Getting and Cleaning Data Course Project from Getting and Cleaning Data course from Coursera.
You should create one R script called run_analysis.R that does the following.
- Merges the training and the test sets to create one data set.
- Extracts only the measurements on the mean and standard deviation for each measurement.
- Uses descriptive activity names to name the activities in the data set
- Appropriately labels the data set with descriptive variable names.
- From the data set in step 4, creates a second, independent tidy data set with the average of each variable for each activity and each subject.
Resulting tidy data from task 5 can be found in fullDatasetMean.csv.
Resulting tidy data from task 4 can be found in fullDataset.csv.
Codebook for aggregated data set can be found in CODEBOOK.md.
Source code can be found in run_analysis.R.
First of all you need download a dataset, that specified in task:
download.file("https://d396qusza40orc.cloudfront.net/getdata%2Fprojectfiles%2FUCI%20HAR%20Dataset.zip", "dataset.zip")
unzip("dataset.zip")
features <- read.table("features.txt", colClasses = "character")
activity_lables <- read.table("activity_labels.txt")
test_labels <- read.table("test/y_test.txt", colClasses = "character")
train_labels <- read.table("train/y_train.txt", colClasses = "character")

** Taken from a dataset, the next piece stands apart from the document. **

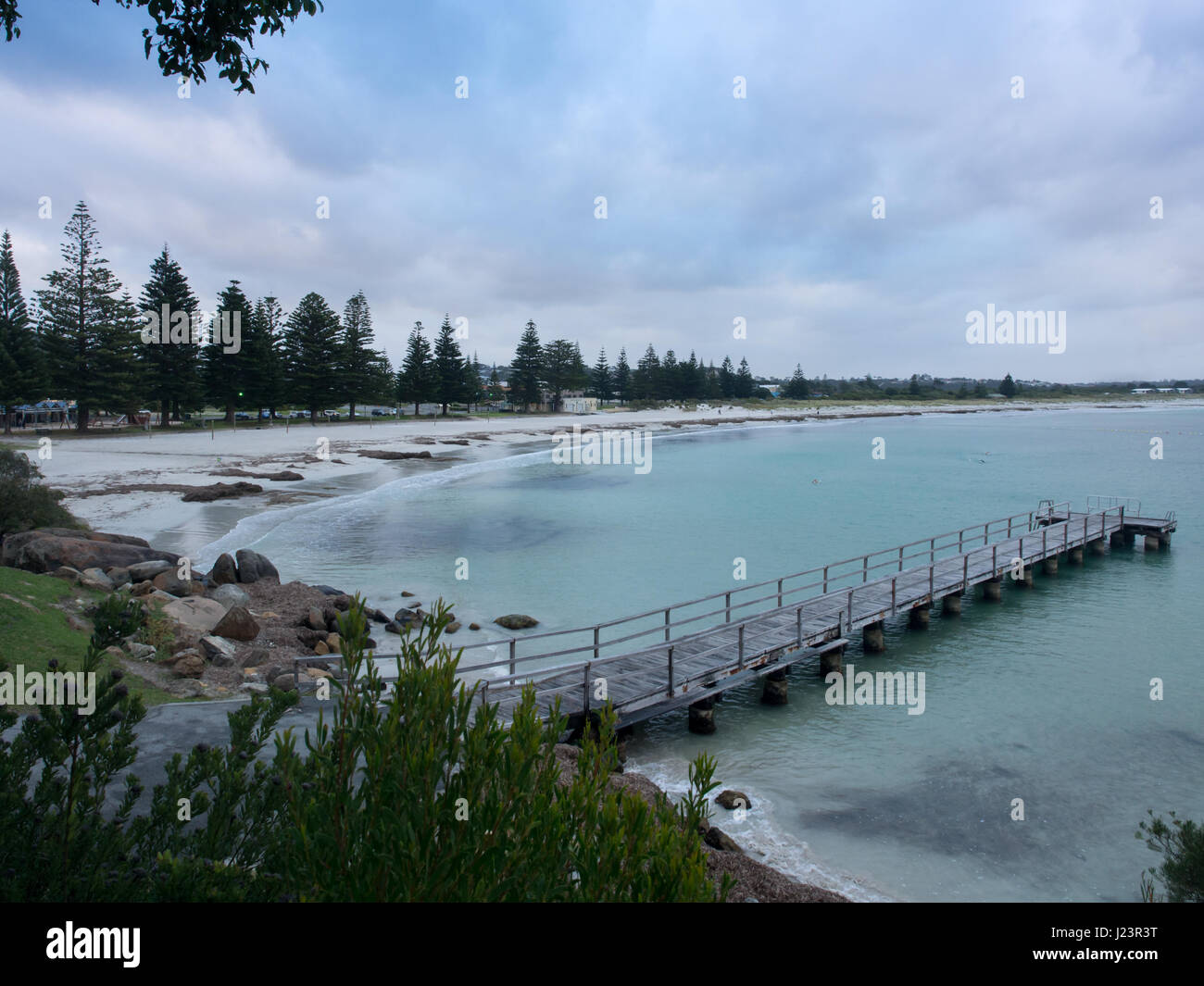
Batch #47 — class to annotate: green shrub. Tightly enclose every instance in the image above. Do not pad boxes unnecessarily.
[0,445,84,537]
[1136,810,1204,903]
[92,593,147,649]
[0,598,729,901]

test_subject <- read.table("test/subject_test.txt",)
train_subject <- read.table("train/subject_train.txt")
IMPORTANT
Regex: .*mean.*\\(\\)|.*std\\(\\) respond to all words with mean(),std() and meanFreq(). Exactly what we need.

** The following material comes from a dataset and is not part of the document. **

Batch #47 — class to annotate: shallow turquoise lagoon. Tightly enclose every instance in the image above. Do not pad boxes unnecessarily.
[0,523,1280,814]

needed_features <- tbl_df(features) %>% filter(grepl(".*mean.*\\(\\)|.*std\\(\\)", V2)) %>% mutate(V1 = as.numeric(V1)) %>% rename(num = V1, feature = V2)
needed_features contain 2 columns. 1 - numbers. 2 - strings. 1st column can be used to extract only needed columns from X_train and X_test files
test_data <- read.table("test/X_test.txt", colClasses = "numeric")[,needed_features$num]

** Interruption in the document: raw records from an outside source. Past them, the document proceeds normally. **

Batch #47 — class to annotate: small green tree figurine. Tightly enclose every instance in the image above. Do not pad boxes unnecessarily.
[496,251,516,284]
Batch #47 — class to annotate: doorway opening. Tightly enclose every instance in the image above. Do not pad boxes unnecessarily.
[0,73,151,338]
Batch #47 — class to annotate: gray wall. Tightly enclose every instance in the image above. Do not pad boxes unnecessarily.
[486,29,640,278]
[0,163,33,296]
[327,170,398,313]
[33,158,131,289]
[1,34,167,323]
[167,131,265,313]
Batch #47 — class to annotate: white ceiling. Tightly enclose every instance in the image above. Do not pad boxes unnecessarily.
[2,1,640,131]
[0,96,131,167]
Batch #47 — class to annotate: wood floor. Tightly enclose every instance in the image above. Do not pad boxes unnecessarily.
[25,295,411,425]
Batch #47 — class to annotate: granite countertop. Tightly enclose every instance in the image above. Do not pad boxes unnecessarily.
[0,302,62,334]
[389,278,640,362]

train_data <- read.table("train/X_train.txt", colClasses = "numeric")[,needed_features$num]
nice_names_for_feature <- gsub("[[:punct:]]", "", needed_features$feature)
names(test_data) <- nice_names_for_feature
names(train_data) <- nice_names_for_feature
test_data <- tbl_df(test_data)
test_data <- test_data %>% mutate(subject = test_subject$V1)
test_data <- test_data %>% mutate(activityType = factor(test_labels$V1, activity_lables$V1, activity_lables$V2))
train_data <- tbl_df(train_data)
train_data <- train_data %>% mutate(subject = train_subject$V1)
train_data <- train_data %>% mutate(activityType = factor(train_labels$V1, activity_lables$V1, activity_lables$V2))
full_dataset <- bind_rows(test_data, train_data)
write.csv(full_dataset, "fullDataset.csv", row.names = F)
Step 7. Creating a second, independent tidy data set with the average of each variable for each activity and each subject and writing to file
full_dataset.mean <- group_by(full_dataset, subject, activityType) %>% summarise_all(.funs = mean)
write.csv(full_dataset.mean, "fullDatasetMean.csv", row.names = F)